Over the last two years, BRICS (Brazil, Russia, India, China and South Africa) were the favoured investment destination. Now, people are looking at other territories such as Turkey and Indonesia as well to invest. Recently, I was speaking to European investors who were comparing India, as an investment destination, to Argentina and Chilly, which is something I have never come across before.

What makes India still attractive despite the policy challenges?

Agreed that there are short term negativities, such as government inaction and bureaucracy hurdles. But if you wish to be a global multinational company, then you cannot afford to ignore India. It has the potential to be a very large market in the consumer goods sector. I feel the long term macro story of India is still very strong. Despite short term negativity, foreign investment will flow into India.

Which are the potential sectors that can attract foreign investment?

The consumer goods sector has huge potential to attract foreign investment, given the population demographics. I also see investments happening in pharmaceuticals and information technology. On the other hand, the global economic slowdown has thrown up interesting investment opportunity for Indian companies abroad. Valuations of global companies in many sectors have turned attractive. My sense says in the short term, we may see many Indian companies investing abroad.

Is the volatile rupee holding up foreign investment?

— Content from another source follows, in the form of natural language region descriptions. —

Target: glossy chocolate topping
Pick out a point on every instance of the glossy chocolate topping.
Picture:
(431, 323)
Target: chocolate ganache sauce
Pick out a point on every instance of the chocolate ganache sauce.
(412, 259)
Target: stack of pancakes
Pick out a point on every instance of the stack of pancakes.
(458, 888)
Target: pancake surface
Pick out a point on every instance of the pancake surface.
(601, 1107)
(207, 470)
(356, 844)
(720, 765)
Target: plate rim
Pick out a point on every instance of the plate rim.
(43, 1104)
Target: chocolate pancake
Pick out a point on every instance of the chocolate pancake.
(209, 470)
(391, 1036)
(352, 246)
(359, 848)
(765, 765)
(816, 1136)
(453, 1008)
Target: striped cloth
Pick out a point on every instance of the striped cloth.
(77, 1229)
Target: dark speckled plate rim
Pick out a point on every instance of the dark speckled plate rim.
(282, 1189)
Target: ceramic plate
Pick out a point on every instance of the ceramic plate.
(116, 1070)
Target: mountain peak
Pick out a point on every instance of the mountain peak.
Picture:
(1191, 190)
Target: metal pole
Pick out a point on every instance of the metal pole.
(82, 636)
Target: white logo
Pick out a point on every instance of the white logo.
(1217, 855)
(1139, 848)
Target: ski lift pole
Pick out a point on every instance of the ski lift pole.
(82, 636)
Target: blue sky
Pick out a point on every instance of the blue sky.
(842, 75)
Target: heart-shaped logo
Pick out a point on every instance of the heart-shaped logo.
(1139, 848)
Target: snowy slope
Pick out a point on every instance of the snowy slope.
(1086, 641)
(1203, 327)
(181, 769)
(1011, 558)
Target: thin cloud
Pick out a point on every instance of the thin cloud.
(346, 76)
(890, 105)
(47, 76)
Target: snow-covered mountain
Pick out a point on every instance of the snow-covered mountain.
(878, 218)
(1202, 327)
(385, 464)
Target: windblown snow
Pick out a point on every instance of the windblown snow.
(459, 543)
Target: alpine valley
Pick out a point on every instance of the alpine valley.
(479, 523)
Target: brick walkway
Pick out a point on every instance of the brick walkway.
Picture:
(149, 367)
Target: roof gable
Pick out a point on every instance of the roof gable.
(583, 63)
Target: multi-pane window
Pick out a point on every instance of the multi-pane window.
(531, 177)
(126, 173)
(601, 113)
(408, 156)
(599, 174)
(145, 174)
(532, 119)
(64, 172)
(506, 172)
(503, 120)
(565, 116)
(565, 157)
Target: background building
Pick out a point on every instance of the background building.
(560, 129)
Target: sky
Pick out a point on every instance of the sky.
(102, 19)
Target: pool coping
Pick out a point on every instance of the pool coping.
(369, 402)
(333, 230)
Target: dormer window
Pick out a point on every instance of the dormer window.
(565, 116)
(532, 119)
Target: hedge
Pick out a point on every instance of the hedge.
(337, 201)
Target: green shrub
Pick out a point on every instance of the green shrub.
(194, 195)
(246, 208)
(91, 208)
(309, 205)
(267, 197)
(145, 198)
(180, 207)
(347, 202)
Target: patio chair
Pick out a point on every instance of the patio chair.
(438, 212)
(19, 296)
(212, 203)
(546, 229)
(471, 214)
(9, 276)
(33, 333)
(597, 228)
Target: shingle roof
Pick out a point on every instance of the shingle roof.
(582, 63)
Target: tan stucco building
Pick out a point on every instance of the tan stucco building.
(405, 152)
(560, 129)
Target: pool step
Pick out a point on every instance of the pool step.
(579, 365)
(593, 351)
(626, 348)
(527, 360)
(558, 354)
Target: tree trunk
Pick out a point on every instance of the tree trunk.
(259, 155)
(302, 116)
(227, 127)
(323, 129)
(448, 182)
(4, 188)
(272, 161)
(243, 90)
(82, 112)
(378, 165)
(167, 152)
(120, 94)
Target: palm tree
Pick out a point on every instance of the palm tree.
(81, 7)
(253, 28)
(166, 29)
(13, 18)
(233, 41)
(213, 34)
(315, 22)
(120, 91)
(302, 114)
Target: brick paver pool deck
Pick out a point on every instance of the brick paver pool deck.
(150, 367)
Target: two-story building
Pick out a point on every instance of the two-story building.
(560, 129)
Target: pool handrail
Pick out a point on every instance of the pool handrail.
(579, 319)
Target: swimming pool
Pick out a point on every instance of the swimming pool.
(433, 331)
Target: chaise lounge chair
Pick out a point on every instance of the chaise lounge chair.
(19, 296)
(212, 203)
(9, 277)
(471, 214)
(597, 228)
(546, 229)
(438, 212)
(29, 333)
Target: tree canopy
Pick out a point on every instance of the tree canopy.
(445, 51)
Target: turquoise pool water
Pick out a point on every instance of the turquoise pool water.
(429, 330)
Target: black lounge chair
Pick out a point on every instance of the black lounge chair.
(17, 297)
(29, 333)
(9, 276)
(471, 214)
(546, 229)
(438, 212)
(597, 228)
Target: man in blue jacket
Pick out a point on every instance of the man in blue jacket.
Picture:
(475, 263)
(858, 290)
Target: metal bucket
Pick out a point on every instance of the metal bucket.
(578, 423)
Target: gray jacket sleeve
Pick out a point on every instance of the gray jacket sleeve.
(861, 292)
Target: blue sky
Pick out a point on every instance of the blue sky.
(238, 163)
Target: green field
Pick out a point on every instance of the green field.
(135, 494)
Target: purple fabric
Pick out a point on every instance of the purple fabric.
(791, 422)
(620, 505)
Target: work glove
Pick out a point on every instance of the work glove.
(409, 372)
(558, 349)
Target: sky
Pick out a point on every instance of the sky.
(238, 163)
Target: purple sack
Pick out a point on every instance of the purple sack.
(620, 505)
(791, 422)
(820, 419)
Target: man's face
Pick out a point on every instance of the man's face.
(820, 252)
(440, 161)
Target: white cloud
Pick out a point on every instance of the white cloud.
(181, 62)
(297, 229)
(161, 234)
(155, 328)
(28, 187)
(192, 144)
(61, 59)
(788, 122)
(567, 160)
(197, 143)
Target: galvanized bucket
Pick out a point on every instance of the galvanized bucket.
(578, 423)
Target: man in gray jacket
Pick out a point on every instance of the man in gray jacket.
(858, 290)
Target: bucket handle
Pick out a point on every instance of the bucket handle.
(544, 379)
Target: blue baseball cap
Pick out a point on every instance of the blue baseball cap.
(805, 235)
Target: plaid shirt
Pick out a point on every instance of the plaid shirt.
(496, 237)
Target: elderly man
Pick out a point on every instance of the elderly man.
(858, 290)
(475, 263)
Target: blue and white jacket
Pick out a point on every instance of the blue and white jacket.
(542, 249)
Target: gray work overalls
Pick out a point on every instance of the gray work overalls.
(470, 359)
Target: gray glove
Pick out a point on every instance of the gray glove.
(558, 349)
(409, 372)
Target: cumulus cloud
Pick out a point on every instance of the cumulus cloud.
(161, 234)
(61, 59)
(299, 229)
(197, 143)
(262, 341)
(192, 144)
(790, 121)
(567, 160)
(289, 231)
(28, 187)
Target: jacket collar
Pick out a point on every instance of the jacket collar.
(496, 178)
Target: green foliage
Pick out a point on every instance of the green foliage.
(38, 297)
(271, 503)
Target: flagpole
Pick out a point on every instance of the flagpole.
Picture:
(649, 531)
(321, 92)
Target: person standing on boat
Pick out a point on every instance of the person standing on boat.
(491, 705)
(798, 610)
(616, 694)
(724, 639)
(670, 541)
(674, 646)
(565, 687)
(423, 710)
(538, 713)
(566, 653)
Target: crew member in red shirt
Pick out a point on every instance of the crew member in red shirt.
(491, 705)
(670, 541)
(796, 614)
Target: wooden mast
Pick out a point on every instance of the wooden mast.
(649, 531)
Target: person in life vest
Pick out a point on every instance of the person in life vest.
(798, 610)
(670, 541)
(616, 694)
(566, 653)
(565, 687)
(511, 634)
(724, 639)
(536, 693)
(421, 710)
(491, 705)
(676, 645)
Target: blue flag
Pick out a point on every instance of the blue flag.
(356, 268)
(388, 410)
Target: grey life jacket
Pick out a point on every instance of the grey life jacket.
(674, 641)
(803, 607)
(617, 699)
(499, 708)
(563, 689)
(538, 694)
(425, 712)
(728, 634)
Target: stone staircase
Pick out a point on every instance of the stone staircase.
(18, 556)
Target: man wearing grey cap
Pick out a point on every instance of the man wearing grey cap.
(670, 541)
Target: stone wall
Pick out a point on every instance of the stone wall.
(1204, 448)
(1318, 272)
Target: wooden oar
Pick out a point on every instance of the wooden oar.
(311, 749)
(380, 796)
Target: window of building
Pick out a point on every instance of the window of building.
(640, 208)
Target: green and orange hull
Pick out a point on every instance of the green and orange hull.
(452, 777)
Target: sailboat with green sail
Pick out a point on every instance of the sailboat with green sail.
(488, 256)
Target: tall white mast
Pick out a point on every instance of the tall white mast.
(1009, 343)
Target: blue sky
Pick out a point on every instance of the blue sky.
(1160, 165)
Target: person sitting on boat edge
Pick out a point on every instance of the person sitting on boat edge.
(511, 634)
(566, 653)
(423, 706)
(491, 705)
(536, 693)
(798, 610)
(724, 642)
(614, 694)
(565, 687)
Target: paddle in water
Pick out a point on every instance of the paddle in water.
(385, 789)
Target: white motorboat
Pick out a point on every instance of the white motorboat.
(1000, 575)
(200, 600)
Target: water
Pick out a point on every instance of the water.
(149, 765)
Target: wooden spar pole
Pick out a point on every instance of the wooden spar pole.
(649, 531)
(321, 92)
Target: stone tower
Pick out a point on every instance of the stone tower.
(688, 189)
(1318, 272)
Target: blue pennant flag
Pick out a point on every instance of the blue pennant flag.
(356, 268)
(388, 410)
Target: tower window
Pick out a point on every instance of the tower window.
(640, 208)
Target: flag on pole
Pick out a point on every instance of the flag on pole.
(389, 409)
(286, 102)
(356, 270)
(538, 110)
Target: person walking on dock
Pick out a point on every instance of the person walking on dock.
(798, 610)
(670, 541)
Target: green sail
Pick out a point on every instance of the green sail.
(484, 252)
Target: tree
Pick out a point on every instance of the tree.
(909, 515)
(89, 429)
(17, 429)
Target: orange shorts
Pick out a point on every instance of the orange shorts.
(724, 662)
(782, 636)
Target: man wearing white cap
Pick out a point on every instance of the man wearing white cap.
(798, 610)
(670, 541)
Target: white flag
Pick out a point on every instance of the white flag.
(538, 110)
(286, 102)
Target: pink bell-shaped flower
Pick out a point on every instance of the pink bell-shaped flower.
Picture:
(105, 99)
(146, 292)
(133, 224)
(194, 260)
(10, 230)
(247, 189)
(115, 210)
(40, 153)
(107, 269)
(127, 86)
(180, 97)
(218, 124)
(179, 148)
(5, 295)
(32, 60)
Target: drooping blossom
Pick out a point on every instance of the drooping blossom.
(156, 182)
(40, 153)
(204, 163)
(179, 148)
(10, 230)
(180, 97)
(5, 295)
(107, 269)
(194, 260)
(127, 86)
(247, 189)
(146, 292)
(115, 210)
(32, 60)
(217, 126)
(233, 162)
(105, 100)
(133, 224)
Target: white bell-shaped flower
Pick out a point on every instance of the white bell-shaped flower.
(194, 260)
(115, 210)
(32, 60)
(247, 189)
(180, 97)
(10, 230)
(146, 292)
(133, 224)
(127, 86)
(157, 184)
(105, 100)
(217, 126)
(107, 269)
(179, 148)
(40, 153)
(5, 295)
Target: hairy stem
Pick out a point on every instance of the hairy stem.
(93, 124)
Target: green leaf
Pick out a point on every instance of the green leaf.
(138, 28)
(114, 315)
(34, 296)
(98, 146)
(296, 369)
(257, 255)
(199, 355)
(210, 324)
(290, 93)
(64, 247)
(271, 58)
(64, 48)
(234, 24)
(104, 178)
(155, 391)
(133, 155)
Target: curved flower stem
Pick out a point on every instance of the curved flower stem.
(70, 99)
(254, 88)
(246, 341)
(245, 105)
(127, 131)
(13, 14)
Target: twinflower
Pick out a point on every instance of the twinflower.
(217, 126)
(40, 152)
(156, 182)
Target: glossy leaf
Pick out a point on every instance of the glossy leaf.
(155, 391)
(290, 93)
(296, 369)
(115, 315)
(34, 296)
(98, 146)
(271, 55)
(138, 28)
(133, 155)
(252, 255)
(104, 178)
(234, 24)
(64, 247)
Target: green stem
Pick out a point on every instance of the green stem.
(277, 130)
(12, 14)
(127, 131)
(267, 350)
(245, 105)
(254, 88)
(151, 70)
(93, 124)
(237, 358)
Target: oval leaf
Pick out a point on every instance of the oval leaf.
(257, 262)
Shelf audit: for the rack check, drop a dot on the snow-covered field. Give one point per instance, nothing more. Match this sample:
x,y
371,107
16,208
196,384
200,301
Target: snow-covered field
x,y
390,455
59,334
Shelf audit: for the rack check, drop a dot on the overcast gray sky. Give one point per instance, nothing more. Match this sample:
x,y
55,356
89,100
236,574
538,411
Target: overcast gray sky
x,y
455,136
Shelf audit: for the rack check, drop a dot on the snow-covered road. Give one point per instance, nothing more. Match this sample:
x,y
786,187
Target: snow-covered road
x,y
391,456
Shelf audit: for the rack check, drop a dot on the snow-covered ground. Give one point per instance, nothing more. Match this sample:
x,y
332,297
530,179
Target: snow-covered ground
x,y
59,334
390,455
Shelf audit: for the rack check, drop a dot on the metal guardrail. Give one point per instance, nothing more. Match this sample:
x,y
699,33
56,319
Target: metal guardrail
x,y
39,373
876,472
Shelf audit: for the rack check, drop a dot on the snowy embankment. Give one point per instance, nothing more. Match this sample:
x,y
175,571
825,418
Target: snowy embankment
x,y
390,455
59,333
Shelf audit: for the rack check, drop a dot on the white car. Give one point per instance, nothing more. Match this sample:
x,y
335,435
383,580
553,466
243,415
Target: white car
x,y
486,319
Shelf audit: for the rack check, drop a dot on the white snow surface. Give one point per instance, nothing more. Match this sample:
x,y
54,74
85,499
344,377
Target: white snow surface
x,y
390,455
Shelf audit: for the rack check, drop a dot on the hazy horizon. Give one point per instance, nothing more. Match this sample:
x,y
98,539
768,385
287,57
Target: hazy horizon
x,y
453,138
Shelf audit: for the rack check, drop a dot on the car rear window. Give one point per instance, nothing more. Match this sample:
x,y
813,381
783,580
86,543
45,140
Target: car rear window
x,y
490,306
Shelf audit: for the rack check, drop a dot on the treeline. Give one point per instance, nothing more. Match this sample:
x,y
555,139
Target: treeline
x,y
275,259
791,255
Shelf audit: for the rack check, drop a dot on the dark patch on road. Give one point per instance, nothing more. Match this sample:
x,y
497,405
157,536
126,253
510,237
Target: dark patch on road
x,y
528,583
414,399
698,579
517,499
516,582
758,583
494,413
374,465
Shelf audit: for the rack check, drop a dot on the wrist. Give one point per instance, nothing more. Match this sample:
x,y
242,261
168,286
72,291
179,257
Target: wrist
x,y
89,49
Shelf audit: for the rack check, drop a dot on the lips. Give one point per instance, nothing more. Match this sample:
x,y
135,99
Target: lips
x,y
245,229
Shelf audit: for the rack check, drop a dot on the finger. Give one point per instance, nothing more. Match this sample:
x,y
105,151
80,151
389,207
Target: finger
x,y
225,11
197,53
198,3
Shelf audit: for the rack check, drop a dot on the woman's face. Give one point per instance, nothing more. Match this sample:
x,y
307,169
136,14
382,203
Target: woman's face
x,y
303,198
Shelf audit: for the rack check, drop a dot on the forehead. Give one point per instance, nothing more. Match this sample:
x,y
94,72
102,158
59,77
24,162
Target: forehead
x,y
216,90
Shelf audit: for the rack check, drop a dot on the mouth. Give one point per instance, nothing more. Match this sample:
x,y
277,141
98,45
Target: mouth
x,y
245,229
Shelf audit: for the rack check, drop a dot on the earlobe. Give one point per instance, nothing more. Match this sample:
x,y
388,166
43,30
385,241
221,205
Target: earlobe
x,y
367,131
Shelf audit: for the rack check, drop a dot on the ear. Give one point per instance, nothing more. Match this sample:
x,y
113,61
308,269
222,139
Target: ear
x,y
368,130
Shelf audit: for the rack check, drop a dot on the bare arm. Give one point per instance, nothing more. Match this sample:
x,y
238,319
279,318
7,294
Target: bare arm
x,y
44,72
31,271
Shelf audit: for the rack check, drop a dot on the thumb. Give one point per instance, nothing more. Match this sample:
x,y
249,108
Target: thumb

No, I don’t think so. Western companies think of the long term when they look to India. The volatility in the rupee may be a short term phenomenon. Foreign investors have longer term strategies. On the contrary, the volatile rupee might affect some Indian companies looking to acquire assets outside India. They hope the rupee will recover in three months, so that they can save on acquisition cost.

Is there a revival in the European economy?

There is no dramatic change in the European economy. It is still not good. The economy is growing slightly less than one per cent. The economy is probably flat across Europe. However, things are better than what it once was. More importantly, sentiments have turned positive and the outlook has improved quite a lot. How long the positive sentiment continues is anybody’s call.

So, what are the opportunities that Indian companies are looking for in Europe?

I think we are expecting to see quite a lot of Indian companies making moves in continental Europe such as Germany and France to make their acquisitions. Traditionally, continental Europe is a more difficult region to make acquisitions, because culturally it is less open to the concept of outsourcing and offshoring jobs. However, the mind set has changed of late, due to the urgency to bring down cost.

Recently, TCS acquired France-based enterprise solutions provider Alti SA. Beyond this, to make inroads into Europe will be quite challenging for Indian companies, as it has a different consumer culture with developed brands, and it is quite expensive. It makes more sense to look into developing countries such as Africa rather than investing in Europe.